What does it mean to change design on demand? Can you speak a little more on the demographic data Deepblocks uses and how it is gathered?

RAMOS: We have just enough data to test how valuable it will be. With Deepblocks, you can look at job growth and construction activity and deeply and intimately understand those cities and how they change over the years. We hope to incorporate climate risk and infrastructure in the future. We use census data. The parcel-level data is by county and the zoning data is by municipality. There are new zoning ordinances once a decade, but within that time there are smaller changes. Once a quarter, the zoning of the cities and the parcels [is] updated and this is key for automation.

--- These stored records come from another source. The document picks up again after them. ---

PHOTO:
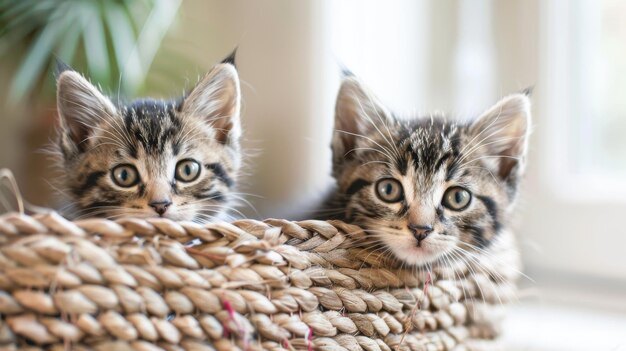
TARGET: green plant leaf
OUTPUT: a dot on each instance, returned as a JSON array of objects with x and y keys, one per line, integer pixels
[
  {"x": 96, "y": 50},
  {"x": 152, "y": 34},
  {"x": 121, "y": 27},
  {"x": 36, "y": 61}
]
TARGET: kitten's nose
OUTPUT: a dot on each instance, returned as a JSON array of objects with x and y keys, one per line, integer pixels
[
  {"x": 420, "y": 232},
  {"x": 160, "y": 206}
]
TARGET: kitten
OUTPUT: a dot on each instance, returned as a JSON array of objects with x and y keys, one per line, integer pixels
[
  {"x": 150, "y": 158},
  {"x": 427, "y": 189}
]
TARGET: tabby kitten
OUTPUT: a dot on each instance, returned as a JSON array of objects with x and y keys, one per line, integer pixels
[
  {"x": 150, "y": 158},
  {"x": 425, "y": 189}
]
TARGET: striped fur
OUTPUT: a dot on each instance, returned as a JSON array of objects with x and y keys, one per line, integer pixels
[
  {"x": 153, "y": 136},
  {"x": 427, "y": 156}
]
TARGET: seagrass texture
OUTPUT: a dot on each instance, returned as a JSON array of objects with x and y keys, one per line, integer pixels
[{"x": 154, "y": 284}]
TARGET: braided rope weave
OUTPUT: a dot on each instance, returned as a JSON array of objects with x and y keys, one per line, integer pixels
[{"x": 154, "y": 284}]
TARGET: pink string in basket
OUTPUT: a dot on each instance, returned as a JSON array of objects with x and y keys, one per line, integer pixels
[
  {"x": 309, "y": 339},
  {"x": 231, "y": 314}
]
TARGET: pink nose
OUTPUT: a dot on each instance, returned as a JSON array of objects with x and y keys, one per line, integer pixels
[
  {"x": 160, "y": 206},
  {"x": 420, "y": 232}
]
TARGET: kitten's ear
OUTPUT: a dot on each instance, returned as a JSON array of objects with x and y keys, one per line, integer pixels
[
  {"x": 503, "y": 130},
  {"x": 357, "y": 114},
  {"x": 217, "y": 100},
  {"x": 81, "y": 106}
]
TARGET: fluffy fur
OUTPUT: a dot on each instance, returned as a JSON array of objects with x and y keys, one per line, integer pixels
[
  {"x": 430, "y": 159},
  {"x": 149, "y": 158}
]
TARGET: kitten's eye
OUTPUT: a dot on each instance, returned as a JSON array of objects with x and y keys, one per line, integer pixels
[
  {"x": 187, "y": 170},
  {"x": 389, "y": 190},
  {"x": 457, "y": 198},
  {"x": 125, "y": 175}
]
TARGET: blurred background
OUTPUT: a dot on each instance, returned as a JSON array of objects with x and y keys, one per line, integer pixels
[{"x": 418, "y": 56}]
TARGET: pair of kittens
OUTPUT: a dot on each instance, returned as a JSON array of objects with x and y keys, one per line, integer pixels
[{"x": 419, "y": 187}]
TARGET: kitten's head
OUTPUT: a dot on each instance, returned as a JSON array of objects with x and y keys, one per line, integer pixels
[
  {"x": 149, "y": 158},
  {"x": 426, "y": 187}
]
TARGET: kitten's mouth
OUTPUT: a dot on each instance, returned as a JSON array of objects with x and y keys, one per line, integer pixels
[{"x": 411, "y": 251}]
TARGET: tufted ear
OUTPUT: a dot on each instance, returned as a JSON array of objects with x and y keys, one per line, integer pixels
[
  {"x": 217, "y": 100},
  {"x": 357, "y": 114},
  {"x": 81, "y": 107},
  {"x": 503, "y": 130}
]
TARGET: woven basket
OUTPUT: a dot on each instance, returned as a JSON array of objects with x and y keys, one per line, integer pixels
[{"x": 154, "y": 284}]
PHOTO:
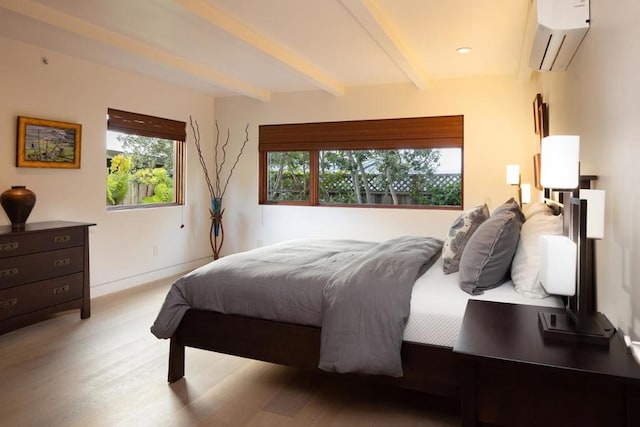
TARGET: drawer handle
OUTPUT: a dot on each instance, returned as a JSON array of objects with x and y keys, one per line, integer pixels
[
  {"x": 61, "y": 289},
  {"x": 8, "y": 273},
  {"x": 62, "y": 262},
  {"x": 8, "y": 303},
  {"x": 9, "y": 246},
  {"x": 62, "y": 239}
]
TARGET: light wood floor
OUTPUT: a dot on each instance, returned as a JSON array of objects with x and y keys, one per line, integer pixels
[{"x": 109, "y": 370}]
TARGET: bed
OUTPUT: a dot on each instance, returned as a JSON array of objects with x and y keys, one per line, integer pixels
[{"x": 429, "y": 365}]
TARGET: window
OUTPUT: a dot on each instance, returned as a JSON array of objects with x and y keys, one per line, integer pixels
[
  {"x": 145, "y": 160},
  {"x": 414, "y": 162}
]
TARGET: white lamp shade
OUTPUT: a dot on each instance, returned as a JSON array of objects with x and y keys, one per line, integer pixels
[
  {"x": 525, "y": 190},
  {"x": 595, "y": 212},
  {"x": 513, "y": 174},
  {"x": 558, "y": 255},
  {"x": 560, "y": 161}
]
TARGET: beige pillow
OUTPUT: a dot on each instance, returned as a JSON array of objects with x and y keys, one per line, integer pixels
[
  {"x": 526, "y": 262},
  {"x": 459, "y": 233}
]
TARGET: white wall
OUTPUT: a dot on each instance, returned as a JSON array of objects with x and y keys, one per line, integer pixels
[
  {"x": 598, "y": 99},
  {"x": 498, "y": 124},
  {"x": 67, "y": 89}
]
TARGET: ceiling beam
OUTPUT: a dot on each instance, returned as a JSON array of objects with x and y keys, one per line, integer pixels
[
  {"x": 376, "y": 22},
  {"x": 85, "y": 29},
  {"x": 268, "y": 47}
]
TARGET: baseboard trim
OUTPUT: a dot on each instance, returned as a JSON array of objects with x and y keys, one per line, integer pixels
[{"x": 101, "y": 289}]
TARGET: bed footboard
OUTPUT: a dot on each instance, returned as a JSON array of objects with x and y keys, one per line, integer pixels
[
  {"x": 176, "y": 359},
  {"x": 430, "y": 369}
]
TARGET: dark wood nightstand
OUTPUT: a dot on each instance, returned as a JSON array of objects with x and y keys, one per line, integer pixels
[{"x": 512, "y": 377}]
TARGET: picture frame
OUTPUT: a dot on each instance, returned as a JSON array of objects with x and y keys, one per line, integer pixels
[
  {"x": 48, "y": 144},
  {"x": 540, "y": 117}
]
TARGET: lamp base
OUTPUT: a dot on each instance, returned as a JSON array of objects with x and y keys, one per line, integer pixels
[{"x": 563, "y": 327}]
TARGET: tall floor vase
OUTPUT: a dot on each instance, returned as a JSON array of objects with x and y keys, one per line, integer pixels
[{"x": 216, "y": 234}]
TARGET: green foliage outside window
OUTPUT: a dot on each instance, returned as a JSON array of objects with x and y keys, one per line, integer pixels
[
  {"x": 387, "y": 177},
  {"x": 142, "y": 173}
]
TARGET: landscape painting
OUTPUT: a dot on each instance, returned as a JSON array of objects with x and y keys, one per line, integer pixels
[{"x": 48, "y": 144}]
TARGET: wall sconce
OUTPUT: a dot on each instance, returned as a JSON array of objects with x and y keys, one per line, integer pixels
[
  {"x": 513, "y": 178},
  {"x": 560, "y": 162},
  {"x": 567, "y": 263},
  {"x": 595, "y": 212}
]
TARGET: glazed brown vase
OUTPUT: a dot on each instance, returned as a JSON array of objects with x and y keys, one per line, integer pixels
[{"x": 17, "y": 202}]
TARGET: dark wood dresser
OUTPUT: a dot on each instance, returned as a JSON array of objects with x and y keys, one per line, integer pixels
[{"x": 44, "y": 269}]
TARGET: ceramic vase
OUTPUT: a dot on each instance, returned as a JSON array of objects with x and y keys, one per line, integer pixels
[{"x": 17, "y": 202}]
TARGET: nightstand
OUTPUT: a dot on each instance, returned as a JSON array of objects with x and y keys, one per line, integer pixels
[{"x": 512, "y": 377}]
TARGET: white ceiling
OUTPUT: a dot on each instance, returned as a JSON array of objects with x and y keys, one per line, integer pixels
[{"x": 260, "y": 47}]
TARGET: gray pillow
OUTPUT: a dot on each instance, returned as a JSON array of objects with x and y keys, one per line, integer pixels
[
  {"x": 459, "y": 233},
  {"x": 486, "y": 259}
]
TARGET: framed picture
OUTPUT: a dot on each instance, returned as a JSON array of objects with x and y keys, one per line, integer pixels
[
  {"x": 540, "y": 117},
  {"x": 48, "y": 144}
]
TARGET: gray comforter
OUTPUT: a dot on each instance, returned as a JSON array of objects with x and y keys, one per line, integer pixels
[{"x": 357, "y": 292}]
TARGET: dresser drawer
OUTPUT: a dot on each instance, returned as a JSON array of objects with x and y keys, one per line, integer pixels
[
  {"x": 19, "y": 270},
  {"x": 34, "y": 296},
  {"x": 15, "y": 244}
]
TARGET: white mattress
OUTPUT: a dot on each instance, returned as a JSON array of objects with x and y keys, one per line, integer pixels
[{"x": 438, "y": 304}]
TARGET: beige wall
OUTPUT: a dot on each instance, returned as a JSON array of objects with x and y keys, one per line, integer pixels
[
  {"x": 67, "y": 89},
  {"x": 498, "y": 131},
  {"x": 597, "y": 98}
]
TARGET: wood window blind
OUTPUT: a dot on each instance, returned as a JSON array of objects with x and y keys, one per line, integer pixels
[
  {"x": 420, "y": 132},
  {"x": 143, "y": 125}
]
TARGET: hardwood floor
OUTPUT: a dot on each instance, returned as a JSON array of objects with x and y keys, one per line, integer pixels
[{"x": 109, "y": 370}]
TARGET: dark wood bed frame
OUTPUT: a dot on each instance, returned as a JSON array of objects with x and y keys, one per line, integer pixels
[{"x": 429, "y": 369}]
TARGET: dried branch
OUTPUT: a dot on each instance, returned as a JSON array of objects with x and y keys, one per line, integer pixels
[
  {"x": 244, "y": 143},
  {"x": 196, "y": 136},
  {"x": 218, "y": 190}
]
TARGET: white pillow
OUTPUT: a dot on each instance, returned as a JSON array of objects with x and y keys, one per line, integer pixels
[
  {"x": 536, "y": 208},
  {"x": 526, "y": 262}
]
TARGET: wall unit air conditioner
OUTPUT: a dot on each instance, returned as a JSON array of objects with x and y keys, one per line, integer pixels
[{"x": 561, "y": 26}]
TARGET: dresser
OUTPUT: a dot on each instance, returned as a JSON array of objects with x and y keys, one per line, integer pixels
[{"x": 44, "y": 269}]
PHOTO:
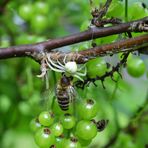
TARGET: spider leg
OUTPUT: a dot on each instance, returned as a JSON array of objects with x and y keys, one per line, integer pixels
[
  {"x": 71, "y": 93},
  {"x": 52, "y": 68},
  {"x": 55, "y": 65},
  {"x": 80, "y": 68},
  {"x": 78, "y": 77},
  {"x": 82, "y": 74},
  {"x": 65, "y": 59},
  {"x": 60, "y": 64}
]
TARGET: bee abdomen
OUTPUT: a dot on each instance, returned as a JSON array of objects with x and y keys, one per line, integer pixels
[{"x": 63, "y": 103}]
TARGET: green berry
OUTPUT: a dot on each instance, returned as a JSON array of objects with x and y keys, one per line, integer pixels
[
  {"x": 84, "y": 142},
  {"x": 96, "y": 67},
  {"x": 41, "y": 7},
  {"x": 86, "y": 130},
  {"x": 87, "y": 109},
  {"x": 68, "y": 121},
  {"x": 72, "y": 143},
  {"x": 136, "y": 67},
  {"x": 44, "y": 138},
  {"x": 60, "y": 142},
  {"x": 46, "y": 118},
  {"x": 35, "y": 125},
  {"x": 57, "y": 129}
]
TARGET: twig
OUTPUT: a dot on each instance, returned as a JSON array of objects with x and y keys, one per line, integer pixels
[{"x": 48, "y": 46}]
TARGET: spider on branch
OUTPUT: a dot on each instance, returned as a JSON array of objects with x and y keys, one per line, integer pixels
[{"x": 68, "y": 67}]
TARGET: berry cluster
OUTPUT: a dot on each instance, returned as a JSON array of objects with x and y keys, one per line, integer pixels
[{"x": 67, "y": 130}]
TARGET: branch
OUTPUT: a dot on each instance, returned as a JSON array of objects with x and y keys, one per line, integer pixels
[
  {"x": 28, "y": 50},
  {"x": 81, "y": 57}
]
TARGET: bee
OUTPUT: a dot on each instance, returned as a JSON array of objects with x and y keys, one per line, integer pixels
[
  {"x": 101, "y": 124},
  {"x": 65, "y": 92}
]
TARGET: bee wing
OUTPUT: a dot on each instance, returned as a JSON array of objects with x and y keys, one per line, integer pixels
[{"x": 71, "y": 93}]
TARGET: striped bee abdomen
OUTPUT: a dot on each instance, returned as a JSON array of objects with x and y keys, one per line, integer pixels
[
  {"x": 63, "y": 101},
  {"x": 65, "y": 92}
]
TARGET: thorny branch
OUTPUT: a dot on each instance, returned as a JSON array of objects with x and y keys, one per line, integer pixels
[{"x": 35, "y": 50}]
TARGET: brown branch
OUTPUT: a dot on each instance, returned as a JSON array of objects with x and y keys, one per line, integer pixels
[
  {"x": 83, "y": 56},
  {"x": 28, "y": 50}
]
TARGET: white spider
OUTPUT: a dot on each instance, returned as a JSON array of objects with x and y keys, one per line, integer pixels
[{"x": 70, "y": 68}]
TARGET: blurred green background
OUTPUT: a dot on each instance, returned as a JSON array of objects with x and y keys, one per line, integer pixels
[{"x": 23, "y": 95}]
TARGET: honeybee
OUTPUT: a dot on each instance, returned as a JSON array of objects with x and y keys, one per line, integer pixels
[
  {"x": 101, "y": 124},
  {"x": 65, "y": 92}
]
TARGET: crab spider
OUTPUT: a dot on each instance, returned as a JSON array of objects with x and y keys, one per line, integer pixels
[{"x": 70, "y": 68}]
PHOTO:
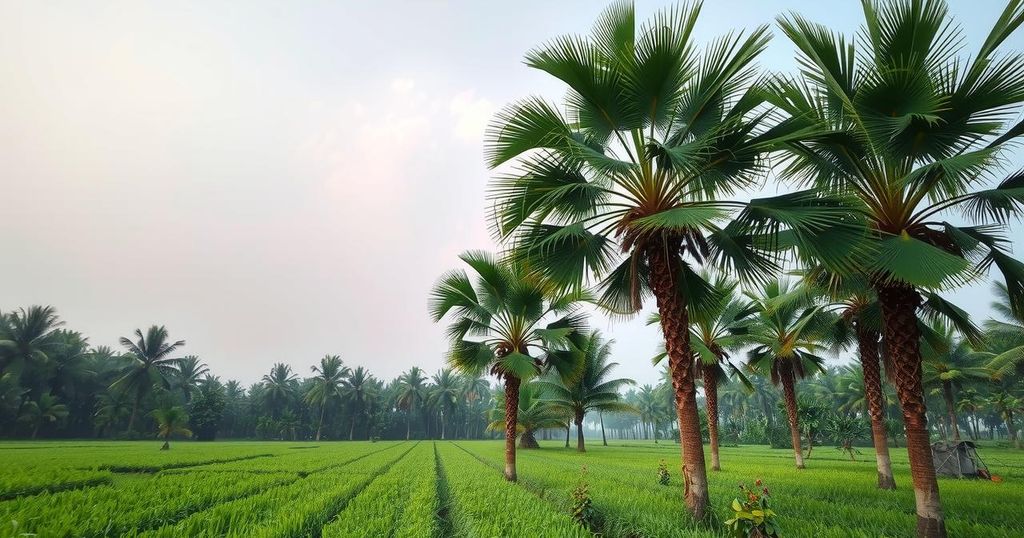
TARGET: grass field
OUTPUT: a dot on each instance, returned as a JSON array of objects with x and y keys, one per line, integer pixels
[{"x": 428, "y": 488}]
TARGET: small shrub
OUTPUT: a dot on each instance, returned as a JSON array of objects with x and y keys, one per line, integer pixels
[
  {"x": 583, "y": 505},
  {"x": 752, "y": 516}
]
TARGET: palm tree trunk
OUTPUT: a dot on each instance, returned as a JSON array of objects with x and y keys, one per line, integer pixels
[
  {"x": 867, "y": 341},
  {"x": 899, "y": 305},
  {"x": 580, "y": 442},
  {"x": 711, "y": 401},
  {"x": 790, "y": 395},
  {"x": 675, "y": 327},
  {"x": 320, "y": 425},
  {"x": 947, "y": 395},
  {"x": 511, "y": 420}
]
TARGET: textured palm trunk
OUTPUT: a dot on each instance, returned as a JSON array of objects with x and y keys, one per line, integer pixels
[
  {"x": 581, "y": 445},
  {"x": 675, "y": 327},
  {"x": 711, "y": 400},
  {"x": 899, "y": 305},
  {"x": 790, "y": 395},
  {"x": 867, "y": 341},
  {"x": 947, "y": 395},
  {"x": 511, "y": 419}
]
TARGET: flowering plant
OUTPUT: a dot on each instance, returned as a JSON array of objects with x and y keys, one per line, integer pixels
[{"x": 752, "y": 515}]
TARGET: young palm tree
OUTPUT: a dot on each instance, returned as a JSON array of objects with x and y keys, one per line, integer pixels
[
  {"x": 444, "y": 396},
  {"x": 948, "y": 367},
  {"x": 625, "y": 185},
  {"x": 786, "y": 331},
  {"x": 355, "y": 392},
  {"x": 535, "y": 413},
  {"x": 912, "y": 129},
  {"x": 412, "y": 394},
  {"x": 47, "y": 409},
  {"x": 152, "y": 365},
  {"x": 279, "y": 387},
  {"x": 510, "y": 323},
  {"x": 592, "y": 390},
  {"x": 331, "y": 376},
  {"x": 189, "y": 372},
  {"x": 171, "y": 421}
]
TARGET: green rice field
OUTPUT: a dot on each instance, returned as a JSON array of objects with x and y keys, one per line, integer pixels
[{"x": 413, "y": 489}]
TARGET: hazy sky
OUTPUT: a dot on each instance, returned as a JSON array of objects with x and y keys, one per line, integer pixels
[{"x": 279, "y": 180}]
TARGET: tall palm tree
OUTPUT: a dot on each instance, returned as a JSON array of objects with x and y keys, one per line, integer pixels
[
  {"x": 279, "y": 387},
  {"x": 190, "y": 371},
  {"x": 508, "y": 322},
  {"x": 625, "y": 185},
  {"x": 912, "y": 128},
  {"x": 786, "y": 331},
  {"x": 151, "y": 365},
  {"x": 47, "y": 409},
  {"x": 355, "y": 392},
  {"x": 412, "y": 394},
  {"x": 948, "y": 367},
  {"x": 444, "y": 396},
  {"x": 332, "y": 374},
  {"x": 593, "y": 389},
  {"x": 25, "y": 337},
  {"x": 171, "y": 421}
]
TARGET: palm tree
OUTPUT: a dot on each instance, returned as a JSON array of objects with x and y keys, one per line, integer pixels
[
  {"x": 279, "y": 387},
  {"x": 151, "y": 365},
  {"x": 26, "y": 337},
  {"x": 327, "y": 384},
  {"x": 412, "y": 394},
  {"x": 171, "y": 421},
  {"x": 786, "y": 332},
  {"x": 511, "y": 324},
  {"x": 444, "y": 395},
  {"x": 355, "y": 392},
  {"x": 535, "y": 413},
  {"x": 190, "y": 371},
  {"x": 911, "y": 128},
  {"x": 947, "y": 367},
  {"x": 47, "y": 409},
  {"x": 592, "y": 390},
  {"x": 625, "y": 185}
]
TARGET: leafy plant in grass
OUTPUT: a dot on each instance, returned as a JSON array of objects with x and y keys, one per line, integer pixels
[
  {"x": 509, "y": 322},
  {"x": 625, "y": 187},
  {"x": 752, "y": 513},
  {"x": 913, "y": 128}
]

MOORE: When you can layer the zoning, census data, GIS data, tax maps, and everything else they offer as fast as they do, that’s amazing. It’s a very unique tool.

How are you populating the program with zoning data? Is it global?

RAMOS: We’ve piloted in Toronto, Panama City, London, and Mexico City. To give you a feel for the complexity of this task, there are 19,000 municipalities in the U.S.

The goal is to get standardization across the software by normalizing the language across cities.

When did Deepblocks first launch? Is it still in a testing phase or has it been brought to market? If you are still in testing, how many testers do you have?

RAMOS: In 2017, we launched an alpha with just the 3-D model connected with the financial model. We now have 120 investment funds using our software to analyze markets and make faster investment decisions.

MOORE: I first heard of it earlier this year and gained access about two months ago for a 45-day trial.

What else do you want readers to know?  

RAMOS: I think something that we don’t get to talk a lot about is the moonshot. We imagine a future in which all buildings are connected and communicating with their stakeholders. A future in which transparency and innovation translate into liquidity and growth for the developer. We focus on investment optimization but are built to integrate other technologies that, for example, bring efficiencies to the actual building. In places where you have limited resources, you could still have profitable safe, secure, and sustainable housing. The objective is to have a single intelligent system that can reduce the cost of living from the perspective of the building.

According to Forbes, Deepblocks is in conversations with the U.S. Department of Housing and Urban Development. Can you tell me more about that?

RAMOS: We are still in very preliminary conversations there. HUD has a great new initiative to increase affordable housing and make the information more accessible to developers in every community across the country. We are proposing digitizing the scoring system for LIHTC [Low Income Housing Tax Credit] funding. The goal is to bring medium-small developers into the affordable housing sphere. We’re hoping to build good partnerships with federal programs so we can eventually make Deepblocks free for anyone on the LIHTC side.

Tim, how does all of this apply to ULI members?

MOORE: Deepblocks is a huge time saver and has lots of functionality. Deepblocks users can complete what normally would take over six months or multiple years in a matter of minutes. And there are virtually no constraints, so you could look into developing the smallest property you can think of in your community to the biggest.

One of the great things about it is it’s very robust. And the more I see the demos, the more I just think of how much time it saves and just how much functionality is there. It speeds up the feasibility process. And a lot of cost goes into that as well. I think ULI members will find value in the product, particularly in creating assemblages and doing infill developments in different metro areas. This is a super-important functionality when looking at cities that are already developed densely. This is the future of development and the future of cities.